97% of primary-age children attend school, but only 77% of high-school-age children. There are 26 primary schools, 8 intermediate schools, and 9 high schools within the district.

== Economy ==
===Agriculture===
Agriculture is much less important in Berastagi (and Kabanjahe) than in the rest of Karo Regency. Crops include scallions, common beans, peas, potatoes, cauliflower, cabbage, radish, Chinese cabbage, tomatoes, carrots, and chayote. Rice is not a significant crop. Fruit grown include oranges, passionfruit, kaki, and avocados. There is significantly more industry in the Berastagi district than in the rest of Karo Regency, aided by Berastagi's 100% paved roads.

===Tourism===
Due to its close distance from Medan, Berastagi was developed initially as an upper-class hill station for the European population in the plantation district around Medan. Today, Berastagi attracts a large amount of local as well as national and international tourists. Many investors developed several tourism sites, hotels, and lodges to attract visitors from Medan and elsewhere. Places of interest include
- Gundaling, a hill located in the town center, with a height of more than 80. m, visitors can enjoy an overview of Berastagi from here.

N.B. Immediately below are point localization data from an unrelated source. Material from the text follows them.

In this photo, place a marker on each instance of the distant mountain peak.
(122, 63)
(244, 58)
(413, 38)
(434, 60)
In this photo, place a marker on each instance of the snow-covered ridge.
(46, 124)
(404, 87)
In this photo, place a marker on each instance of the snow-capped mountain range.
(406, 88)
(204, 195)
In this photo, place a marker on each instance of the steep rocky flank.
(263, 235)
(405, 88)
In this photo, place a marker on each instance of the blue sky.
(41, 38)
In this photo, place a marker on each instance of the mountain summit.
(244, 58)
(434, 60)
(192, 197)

- Miki Holiday Hotel and Funland, a hotel with an amusement park inside, is located in Sempajaya village.
- Lumbini Natural Park is a Theravāda style Buddhist temple that is similar to the Shwedagon Pagoda in Myanmar, built-in 2010.
- Bukit Kubu (Kubu Hill), is a greeny hill area with a hotel inside suitable for picnics.

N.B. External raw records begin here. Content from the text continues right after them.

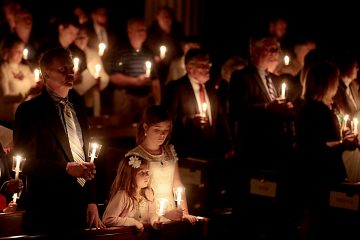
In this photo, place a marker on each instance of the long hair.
(153, 115)
(125, 179)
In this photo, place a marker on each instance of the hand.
(10, 208)
(14, 186)
(93, 217)
(139, 226)
(192, 219)
(84, 170)
(175, 214)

- Berastagi Fruit Market is a regionally famous traditional market selling local fruit souvenirs.
- Milk Pasteurization factory, a factory that sells local pasteurized milk. Visitors can also observe the procedure of making the product.
- Tahura, abbreviated as Taman Hutan Raya (Forest Park), is a forest with various types of trees. Located near the town's entry gate.
- Kebun Madu Efi, located above 1400 masl this honey apiary provides Boutique Cabins, a Camping area featuring tent rentals, flower gardens, buffet dining & picturesque mountain and hill views.

Berastagi is famous for its passion fruit. The main attractions of the town are the two active volcanoes; Sibayak, with its hot springs, and Sinabung.